Thursday, October 23, 2008

Back from OB

My OB appt. went great this morning. Not only was Isaac well-behaved, but everything looked great. I am measuring right at 26 weeks. She said my weight gain is perfectly fine, it just feels like a lot because it is all in my stomach and not in the rest of my body. She said my due-date is still the end of January -- that date was a typo on the tech's part. So that settles all that. Baby boy Elijah's heart rate was 150, and all appears well with the world. She said the 26-32 week period is when you are most concerned with pre-term-labor so she gave me things to watch for and be aware of. It's amazing that I am 26 weeks along, but even more amazing that I still have 14 to go! How big can my belly get?! :)

I was a little disappointed that JB couldn't be at the appointment with me. I know that JB loves his job and is doing what he should be doing with his life. He is a great doctor, and he belongs in this profession for sure. It's just that sometimes I start feeling a little sorry for myself. I sometimes wish he had a job that allowed him to "get away" for things. I shouldn't complain as sometimes his job does allow that. But sometimes it doesn't, and I can't help but think that life is too short to miss out on things like this! (Even though, truly, I think this is the first appointment he has missed. I'm just having a bit of a pity party.)

Yesterday he told me he thought he might have to take a 4-week course next year in Ohio. This, in addition, to 4 other 1-week courses he is already signed up for. I want him to go, know he will enjoy it, and support his decision, it's just that selfish part of me wants him here with me instead of somewhere else.

I, of course, would like to go to all of these meetings with him. However, some of them do not allow guests. For instance one of them is a race that he would be helping injured people in like the middle of the dessert. Don't think I can go to that. In addition, I am going to have two children under 1.5 years old. Sitting in a hotel for five days while he is at a Conference would be a bit on the difficult side. It would be one thing if the kids were old enough to enjoy the park or activities like museums or malls or zoos and such. But they will both be babies.

Anyways, I got off on a tangent and am coming off very negative. Let me end on a positive note by saying that one of these conferences in a year from now in Cozumel, Mexico. We are thinking we will make that trip kid less (grandparents rock!!!) and enjoy a great vacation. So it isn't all bad now is it?

When I start complaining again about how often he is away from the house, remind me of Cozumel. It makes me feel better quickly. Wendi by a pool . . . in the sun . . . for a week. Sigh . . .

7 comments:

Aimee said...

Glad everything went well!

Drew and Emily said...

I live in Ohio, so you guys can come hang out with us while JB goes to his conference. We have a year to become internet friends first.

yuan family said...

Glad to hear that all is going well with Elijah. I can't believe you are already 26 weeks!

Jules said...

I can't believe you're 26 weeks already - that's fantastic!

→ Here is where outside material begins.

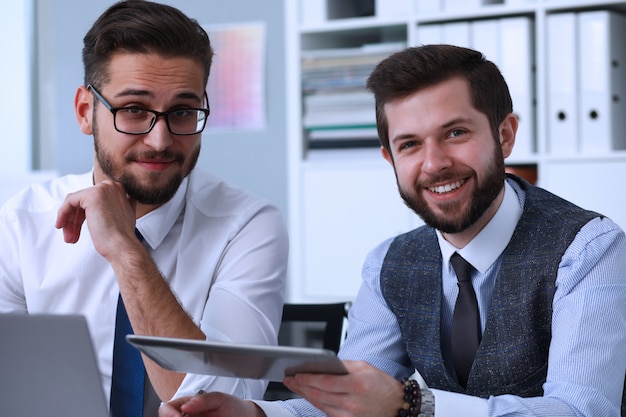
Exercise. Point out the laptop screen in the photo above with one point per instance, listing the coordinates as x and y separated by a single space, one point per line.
48 367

Sorry to hear about the trips that will be coming up. It will all be worth it in the end though :)

Blessed Blackman Bunch said...

Wow....Jan.!!!!

I am right there with you when my hubby is away. He is home A LOT more than he used to be and way more than John I am sure! It is healthy for us to miss them. I too just go past the missing to being selfish...but God can move us past that! :)

Glad your appt. was good!

AW said...

It's funny that before we have kids, we'd complain about not having kids around, whether our husband were there or not. AFTER we have kids, we complain that our husbands are never around. I do the same thing and loved this reminder to be positive.

Also, when I get a few precious moments to FINALLY have some time to myself, I miss my guys like CRAZY and can't wait to get back to them!!! LOL!

Joanna said...

I'm glad everything looks good!

On the off chance that it makes you feel any better, my husband couldn't come to ANY of my OB appts. Not even the ultrasound!